Khushwant Singh has to his credit a couple of joke books. In a humourless nation he wanted to pass on a sense of humour. According to him a good joke is a tonic for appetites jaded by an unending and unsavoury diet of politics, corruption, religious and social problems. The people who do not have the capacity to laugh at themselves cannot cultivate a genuine sense of humour. He had a knack of telling jokes on Banias, Marwaris and Sardarjis without hurting anyone. But he always warned--If you dare to crack caste jokes in the presence of members of the caste concerned, you may well end up with a cracked skull. Sardarjis may tell Sardarji jokes but it would be hazardous for a non-Sardarji to repeat them in the company of Sardarjis he does not know.

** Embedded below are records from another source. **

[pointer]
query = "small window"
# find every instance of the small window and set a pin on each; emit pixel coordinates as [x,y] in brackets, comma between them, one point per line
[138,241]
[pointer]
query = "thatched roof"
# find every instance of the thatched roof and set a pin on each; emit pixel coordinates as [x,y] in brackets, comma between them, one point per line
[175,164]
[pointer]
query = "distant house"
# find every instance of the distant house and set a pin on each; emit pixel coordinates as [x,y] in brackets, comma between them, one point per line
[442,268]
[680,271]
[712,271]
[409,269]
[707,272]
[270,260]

He was a misunderstood man for his unscrupulous support to Emergency and his admiration for Sanjay Gandhi. Though he tried to defend his stand later, he was never forgiven and had to pay the price for it. A few months after the Emergency was lifted he was unceremoniously removed from the editorship of The Illustrated Weekly of India. During his tenure, The Weekly had touched a phenomenal circulation of more than 4 lakh from around 60,000 copies. He made it very popular by introducing light articles, photo features, community-based features and human interest stories. He also had one of the best editorial teams, with M J Akbar, Bikram Vohra, Ramesh Chandran and Bachi Karkaria.
Paying his tributes Akbar writes: “Singh’s genius lay in his brilliance at seeing the unusual. He had a strong contrarian streak—if he saw a contrary position, he would rush to take it…” After Singh left, The Weekly did not last long and was eventually closed down. His admiration for Indira Gandhi also ended during the Operation Bluestar at Golden Temple when Singh returned to the government the Padma Bhushan award presented to him in 1974 by her government.

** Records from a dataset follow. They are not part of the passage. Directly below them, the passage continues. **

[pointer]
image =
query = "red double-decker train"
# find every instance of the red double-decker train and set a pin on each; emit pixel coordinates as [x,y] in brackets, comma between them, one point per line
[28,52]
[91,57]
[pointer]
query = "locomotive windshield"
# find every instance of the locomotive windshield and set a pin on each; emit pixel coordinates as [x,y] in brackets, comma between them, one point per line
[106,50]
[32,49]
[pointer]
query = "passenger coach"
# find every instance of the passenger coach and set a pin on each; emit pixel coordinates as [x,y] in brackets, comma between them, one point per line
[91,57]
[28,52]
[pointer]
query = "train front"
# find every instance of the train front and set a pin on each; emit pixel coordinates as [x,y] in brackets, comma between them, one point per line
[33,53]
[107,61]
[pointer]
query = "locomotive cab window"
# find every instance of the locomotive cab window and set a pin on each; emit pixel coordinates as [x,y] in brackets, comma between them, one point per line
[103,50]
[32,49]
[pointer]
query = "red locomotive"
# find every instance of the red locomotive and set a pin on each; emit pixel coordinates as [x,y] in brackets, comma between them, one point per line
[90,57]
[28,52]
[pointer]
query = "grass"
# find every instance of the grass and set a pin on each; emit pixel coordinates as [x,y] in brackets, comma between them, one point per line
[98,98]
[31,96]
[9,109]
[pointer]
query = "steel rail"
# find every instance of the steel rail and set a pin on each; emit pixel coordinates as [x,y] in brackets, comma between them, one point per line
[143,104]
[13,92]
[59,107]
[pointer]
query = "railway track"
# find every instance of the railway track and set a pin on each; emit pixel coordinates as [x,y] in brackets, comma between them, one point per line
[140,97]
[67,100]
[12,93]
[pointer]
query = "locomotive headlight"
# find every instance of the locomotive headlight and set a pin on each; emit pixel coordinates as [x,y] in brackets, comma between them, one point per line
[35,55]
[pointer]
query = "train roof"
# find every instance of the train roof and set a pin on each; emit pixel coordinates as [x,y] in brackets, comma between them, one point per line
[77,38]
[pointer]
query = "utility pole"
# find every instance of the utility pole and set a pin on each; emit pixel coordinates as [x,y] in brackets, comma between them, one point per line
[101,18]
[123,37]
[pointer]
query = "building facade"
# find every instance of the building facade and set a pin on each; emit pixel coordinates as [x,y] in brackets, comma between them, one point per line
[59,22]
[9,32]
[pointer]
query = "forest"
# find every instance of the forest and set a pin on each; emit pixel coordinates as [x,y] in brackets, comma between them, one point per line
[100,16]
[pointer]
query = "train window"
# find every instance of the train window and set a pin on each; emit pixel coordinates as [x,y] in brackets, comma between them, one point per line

The scholar Khushwant Singh is synonymous with Scotch and sex. He had fantasized sex through his writings. Interestingly, he had a large following of enormously influential women writers and journalists.
His one of the most popular short stories, Bottom Pincher, is considered as his own weakness for the art of bottom pinching. During his days with The Illustrated Weekly in Mumbai it was a talk of the town that the Sardarji used to indulge in bottom pinching. Every day he took a walk from his office at Boribunder (Victoria Terminus) to his flat at Colaba. The more than a kilometre stretch used to be a shoppers’ paradise and beautiful women thronged this place. For Singh, pinching is not the right word, “If the bottom is nicely rounded, I would like the freedom to caress it in the cup of my palm.” The boldness with which Singh has admitted that every old man has some kind of passion which manifests itself in myriad ways is a treat to read.
My association with Khushwant Singh was just to say ‘Hello’ during some of our rare chance meetings at Colaba Causeway where I used to stay, just a few buildings away from his flat. I was too junior in the profession to develop a personal rapport with him. But I worked with his son Rahul Singh at Indian Post, where he was Deputy Editor while I was News Editor. Rahul, unlike his father, was a happy-go-lucky guy and did not make much of an impact in the profession. When I came to Hyderabad and joined Deccan Chronicle as Editor, I wrote to Khushwant Singh for his Malice column. He sent me a prompt reply on a postcard, the contents of which just said, “My column goes wherever you go.” I was flattered. I preserve the postcard as a souvenir even today. I was happy the paper was publishing the column till last week. Now there will be an irreplaceable void.
Singh had written his own epitaph, “Here lies one who spared neither man nor God Waste not your tears on him, he was a sod Writing nasty things he regarded as great fun Thank the Lord he is dead, this son of a gun.”